His endorsement, five weeks after Clinton became the presumptive Democratic presidential nominee, brought the most prominent holdout in the party's liberal wing into her camp. Sanders threw Clinton his support less than two weeks before the Democratic National Convention in Philadelphia, where she is to be formally nominated.

"I can't help but reflect on how much more enjoyable this election will be now that we are on the same side," Clinton said of Sanders. "Thank you, Bernie, for your endorsement, but more than that, thank you for your lifetime of fighting injustice."

Rigged system: Trump
Trump ridiculed the move in a series of Twitter posts, saying Sanders had abandoned the supporters who flocked to his campaign to rein in Wall Street and get big money out of politics.

"Bernie Sanders endorsing Crooked Hillary Clinton is like Occupy Wall Street endorsing Goldman Sachs," Trump said on Twitter.

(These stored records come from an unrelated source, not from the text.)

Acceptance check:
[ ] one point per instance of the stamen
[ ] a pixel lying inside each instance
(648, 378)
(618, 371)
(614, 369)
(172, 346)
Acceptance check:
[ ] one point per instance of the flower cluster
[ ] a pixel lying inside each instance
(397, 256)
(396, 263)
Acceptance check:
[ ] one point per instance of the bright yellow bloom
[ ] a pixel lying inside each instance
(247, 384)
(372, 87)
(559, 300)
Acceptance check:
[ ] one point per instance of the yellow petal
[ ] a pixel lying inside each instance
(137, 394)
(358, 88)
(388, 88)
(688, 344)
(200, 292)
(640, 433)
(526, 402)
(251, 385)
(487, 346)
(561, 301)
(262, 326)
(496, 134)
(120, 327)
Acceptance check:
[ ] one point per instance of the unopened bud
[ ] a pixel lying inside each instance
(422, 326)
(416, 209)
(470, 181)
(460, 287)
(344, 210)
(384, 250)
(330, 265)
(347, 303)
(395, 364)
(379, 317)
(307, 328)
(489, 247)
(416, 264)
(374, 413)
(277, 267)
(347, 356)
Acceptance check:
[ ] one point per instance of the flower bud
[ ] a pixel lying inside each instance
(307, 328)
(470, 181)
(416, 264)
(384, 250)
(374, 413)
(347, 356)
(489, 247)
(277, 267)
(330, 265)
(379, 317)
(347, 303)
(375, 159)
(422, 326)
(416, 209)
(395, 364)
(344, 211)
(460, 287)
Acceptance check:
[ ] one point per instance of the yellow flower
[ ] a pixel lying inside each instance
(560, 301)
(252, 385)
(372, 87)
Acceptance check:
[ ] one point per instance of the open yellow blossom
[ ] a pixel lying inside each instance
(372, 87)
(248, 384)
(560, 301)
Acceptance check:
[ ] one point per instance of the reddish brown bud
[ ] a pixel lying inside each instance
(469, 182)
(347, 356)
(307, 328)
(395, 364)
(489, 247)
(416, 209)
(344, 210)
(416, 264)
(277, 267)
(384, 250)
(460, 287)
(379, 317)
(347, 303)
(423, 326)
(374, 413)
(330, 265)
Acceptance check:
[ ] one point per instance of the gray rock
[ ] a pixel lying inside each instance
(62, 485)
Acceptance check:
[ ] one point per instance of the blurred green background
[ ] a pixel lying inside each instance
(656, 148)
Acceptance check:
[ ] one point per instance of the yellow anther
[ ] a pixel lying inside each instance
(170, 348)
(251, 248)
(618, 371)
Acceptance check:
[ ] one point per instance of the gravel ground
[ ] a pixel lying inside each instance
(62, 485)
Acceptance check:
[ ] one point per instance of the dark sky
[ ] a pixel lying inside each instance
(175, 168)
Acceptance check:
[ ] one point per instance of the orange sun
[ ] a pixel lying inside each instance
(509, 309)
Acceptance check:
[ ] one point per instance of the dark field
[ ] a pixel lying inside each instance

In a statement, the Trump campaign said Sanders was now officially part of the rigged system the senator had criticized during his long primary battle with Clinton.

"Bernie's endorsement becomes Exhibit A in our rigged system - the Democrat Party is disenfranchising its voters to benefit the select and privileged few," said Stephen Miller, a senior policy adviser to Trump.

In a Reuters/Ipsos opinion poll released on Tuesday, Clinton extended her lead over Trump to 13 percentage points, up from 10 points at the end of last week.

The former US secretary of state hopes the Portsmouth appearance with Sanders will help her win over his supporters, some of whom held Sanders signs at the rally and chanted his name. In recent Reuters/Ipsos polling, only about 40 per cent of Sanders backers said they would back Clinton, and the crowd at Tuesday's rally made it clear she still had work to do.

"I am absolutely certain I will not vote for Hillary Clinton," Gale Bailey, a Sanders supporter and an unemployed graphic designer from Rochester, New Hampshire, who attended the rally in a Sanders T-shirt, told Reuters.

"She's a crook, and I'm not going to vote for a crook," Bailey said, adding that she would write in Sanders' name on the November ballot.